The final Environmental Impact Statement was issued by APHIS in December 2010, which found Roundup Ready Alfalfa to be safe for the environment. After a comment period, the crop was completely deregulated in January 2011 and planting resumed in February 2011. APHIS issued its lengthy EIS document and considered the gene flow issue, impacts on organic growers, the issue of Roundup-resistant weeds and host of other questions. In the end, it was determined that Roundup-ready did not present a risk to the environment (APHIS). A new lawsuit by the Center for Food Safety (and others) to stop further development of Roundup Ready alfalfa was filed against USDA-APHIS in March 2011.
A book on agriculture by the Roman writer Palladius, dated 4th century AD, includes a section about alfalfa. Palladius says: "One sow-down lasts ten years. The crop may be cut four or six times a year.... An [Roman] acre of it is abundantly sufficient for three horses all the year.... It may be given to cattle, but new provender is at first to be administered very sparingly, because it bloats up the cattle." Palladius called alfalfa "medica", a name that referred to the Medes, a people who lived in ancient Iran. The ancient Greeks and Romans believed, very probably correctly, that the alfalfa plant came from the Medes land (in today's Iran). (The ancient Greeks and Romans also used the name medica to mean a citron fruit, once again because it was believed to have come from the Medes land). The ancient Roman name medica is the root of the modern scientific name for the alfalfa genus, Medicago. Despite the report in Palladius and in some other Roman and ancient Greek writers, there is little evidence that alfalfa was in widespread use in the Mediterranean region in those days.
The 13th century Arabic dictionary Lisan al-Arab says that "al-fiṣfiṣa" (alfalfa) is cultivated as an animal feed and consumed in both fresh and dried form. In medieval Spain, the Arabic name "al-fisfisa" mutated into the Spanish name "alfalfa". Alfalfa in medieval Spain was cultivated as fodder for horses and had a reputation as the best fodder for them. In the 16th century, Spanish colonizers introduced alfalfa to the Americas as fodder for their horses. The English name "alfalfa" dates from mid-19th century far-west USA, from the Spanish. Alfalfa seeds were imported to California from Chile in the 1850s. That was the beginning of a rapid and extensive introduction of the crop over the western US States. In the North American colonies of the eastern US back in the 18th century it was called "lucerne" and lots of trials at growing it were made, but generally without getting satisfactory results. Relatively very little alfalfa is grown in the eastern US still today.
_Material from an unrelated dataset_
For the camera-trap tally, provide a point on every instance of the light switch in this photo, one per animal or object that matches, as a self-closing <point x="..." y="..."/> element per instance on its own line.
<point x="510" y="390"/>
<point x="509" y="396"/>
Today in France and Germany, and also in Britain and Australia, alfalfa is usually called "lucerne" | "luzerne", a word that arose in French in the 16th century. Since North and South America now produce a large part of the world's output, the word "alfalfa" has been slowly entering into other languages besides English and Spanish.
Phytoestrogens in alfalfa
Alfalfa has been used as an herbal medicine for over 1,500 years. Alfalfa is high in protein, calcium, plus other minerals, vitamins in the B group, vitamin C, vitamin D, vitamin E, and vitamin K.
In early Chinese medicines, physicians used young alfalfa leaves to treat disorders related to the digestive tract and the kidneys. In Ayurvedic medicine, physicians used the leaves for treating poor digestion. They made a cooling poultice from the seeds for boils. At the time, alfalfa was also believed to be beneficial to people suffering from arthritis and water retention.